Para o diplomata Paulo Sérgio Pinheiro, que investiga crimes do governo e rebeldes, a violência não sumirá. Libertação de presos políticos ajudaria a recriar alguma ordem, mas as soluções são incertas e a lei islâmica pode ser adotada
O diplomata Paulo Sérgio Pinheiro, presidente da Comissão de Inquérito da Nações Unidas para crimes cometidos na Guerra Civil Síria, vê como positiva a queda do regime de Bashar al-Assad neste domingo (8). O líder rebelde do grupo Hayat Tahir al-Sham (HTS, que em livre tradução significa Organização para a Libertação do Levante), Abu Mohammed al-Golani, ainda não foi claro sobre suas ambições, porém parece claro que o novo regime está inclinado a adotar a sharia, a repressiva lei islâmica. Apesar de suas graves violações de direitos humanos, a ditadura Assad era caracterizada como laica. Antes o HTS era conhecido como a Al-Qaeda na Síria. Classificado como organização terrorista pelos Estados Unidos, o HTS foi apontado como autor de graves violações, como fuzilamentos e torturas contra adversários e descumpridores dos preceitos religiosos. Golani é nascido na Arábia Saudita, mas sua família vem de Golan, região anexada por Israel em 1967, o que indicaria que as relações com o vizinho seguiriam tensas.
“É um dia importante porque toda vez que um estado autoritário de quase meio século desaparece é sempre positivo (…)”, afirmou Pinheiro. O diplomata disse que o comunicado do líder rebelde é bastante razoável, mas que não tem como prever o futuro do país. “São tantos grupos armados que a violência não vai sumir num passe de mágica”, disse. Há risco de uma nova ditadura, desta vez de orientação sunita, em detrimento da elite xiita comandada por Assad. O HTS tomou a capital com ajuda do ao lado do Exército Nacional Sírio, uma coalizão de milícias apoiada pela Turquia, porém as relações entre ambos são tensas e conflitos já ocorreram.
Pinheiro vê uma sinalização positiva as primeiras medidas tomadas pelo novo grupo político. “É importantíssima a libertação de presos políticos. A alegria da população é um indicativo nesta direção. Agora garantia de que a violência não vai surgir de novo, não podemos dar“, informou.

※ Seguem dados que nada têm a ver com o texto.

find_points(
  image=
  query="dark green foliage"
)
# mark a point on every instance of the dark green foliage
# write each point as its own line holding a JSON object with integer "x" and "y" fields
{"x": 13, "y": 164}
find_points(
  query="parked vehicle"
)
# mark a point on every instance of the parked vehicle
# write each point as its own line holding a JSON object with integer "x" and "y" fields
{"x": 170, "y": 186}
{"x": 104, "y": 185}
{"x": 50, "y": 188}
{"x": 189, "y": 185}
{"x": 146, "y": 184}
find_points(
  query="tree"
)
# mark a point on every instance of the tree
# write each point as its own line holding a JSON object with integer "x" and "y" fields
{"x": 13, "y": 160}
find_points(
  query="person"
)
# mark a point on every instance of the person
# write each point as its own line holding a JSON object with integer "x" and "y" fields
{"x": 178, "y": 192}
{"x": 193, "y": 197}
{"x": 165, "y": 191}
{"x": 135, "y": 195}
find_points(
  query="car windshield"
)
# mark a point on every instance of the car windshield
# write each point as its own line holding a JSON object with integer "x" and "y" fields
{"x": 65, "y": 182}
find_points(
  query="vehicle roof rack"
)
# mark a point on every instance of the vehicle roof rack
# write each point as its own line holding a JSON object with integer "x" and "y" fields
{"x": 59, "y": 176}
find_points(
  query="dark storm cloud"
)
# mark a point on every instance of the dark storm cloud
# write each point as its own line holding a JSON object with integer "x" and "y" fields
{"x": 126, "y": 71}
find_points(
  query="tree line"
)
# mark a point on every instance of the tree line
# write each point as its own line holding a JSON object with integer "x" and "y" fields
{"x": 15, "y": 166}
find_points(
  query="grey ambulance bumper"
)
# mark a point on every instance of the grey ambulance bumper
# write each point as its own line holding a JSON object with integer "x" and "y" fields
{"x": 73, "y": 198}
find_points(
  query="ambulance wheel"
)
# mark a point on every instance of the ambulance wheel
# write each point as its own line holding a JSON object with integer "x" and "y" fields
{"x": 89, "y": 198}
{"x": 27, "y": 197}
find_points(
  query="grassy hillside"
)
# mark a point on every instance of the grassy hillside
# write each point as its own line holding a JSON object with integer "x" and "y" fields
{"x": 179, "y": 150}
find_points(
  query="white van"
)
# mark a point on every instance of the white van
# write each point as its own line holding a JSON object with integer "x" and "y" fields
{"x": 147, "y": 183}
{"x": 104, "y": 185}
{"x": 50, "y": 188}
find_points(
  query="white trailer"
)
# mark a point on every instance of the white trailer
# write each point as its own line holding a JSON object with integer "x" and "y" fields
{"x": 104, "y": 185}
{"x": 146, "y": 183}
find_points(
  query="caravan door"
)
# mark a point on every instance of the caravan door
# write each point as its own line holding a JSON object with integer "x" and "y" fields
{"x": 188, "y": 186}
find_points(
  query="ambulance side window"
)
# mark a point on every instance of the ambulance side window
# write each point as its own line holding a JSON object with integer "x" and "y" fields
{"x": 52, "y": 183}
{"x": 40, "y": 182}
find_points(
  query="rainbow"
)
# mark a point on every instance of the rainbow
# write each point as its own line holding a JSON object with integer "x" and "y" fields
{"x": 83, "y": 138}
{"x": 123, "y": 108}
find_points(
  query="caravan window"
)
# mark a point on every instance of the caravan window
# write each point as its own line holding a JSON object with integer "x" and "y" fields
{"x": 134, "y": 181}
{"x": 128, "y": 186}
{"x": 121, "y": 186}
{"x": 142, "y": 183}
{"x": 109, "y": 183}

Pinheiro disse que a queda do ditador foi por conta do enfraquecimento do grupo extremista xiita Hezbollah e da falta de apoio de Rússia e do Irã. Os principais aliados estão envolvidos em conflitos. A Rússia com a invasão da Ucrânia e o Irã com as trocas de retaliações militares com israel. Durante 13 anos de trabalho na comissão, o diplomata coletou com sua equipe mais de 10 mil testemunhos sobre crimes atribuídos ao regime sírio e outros grupos armados, incluindo Estado Islâmico, Al Qaeda na Síria (grupo HTS), curdos, turcos, russos, Otan e milícias locais. Tudo financiado em diferentes níveis por russos, iranianos, qataris, emiradenses, saudistas, turcos, iraquianos, norte-americanos, franceses e britânicos.
O presidente da Síria, Bashar al-Assad, decidiu renunciar ao cargo e fugiu para a Rússia depois que grupos rebeldes islâmicos tomaram as principais cidades controladas pelo regime, incluindo Aleppo, Homs e a capital Damasco. Com a fuga, as forças armadas deixaram de oferecer resistência, mas não depuseram as armas. Assad é próximo de Vladimir Putin e pode encontrar na Rússia um refúgio onde decidirá seus próximos movimentos. Há suspeita que o ditador tenha ocultado bilhões de dólares em contas secretas em outros países como forma de financiar suas atividades.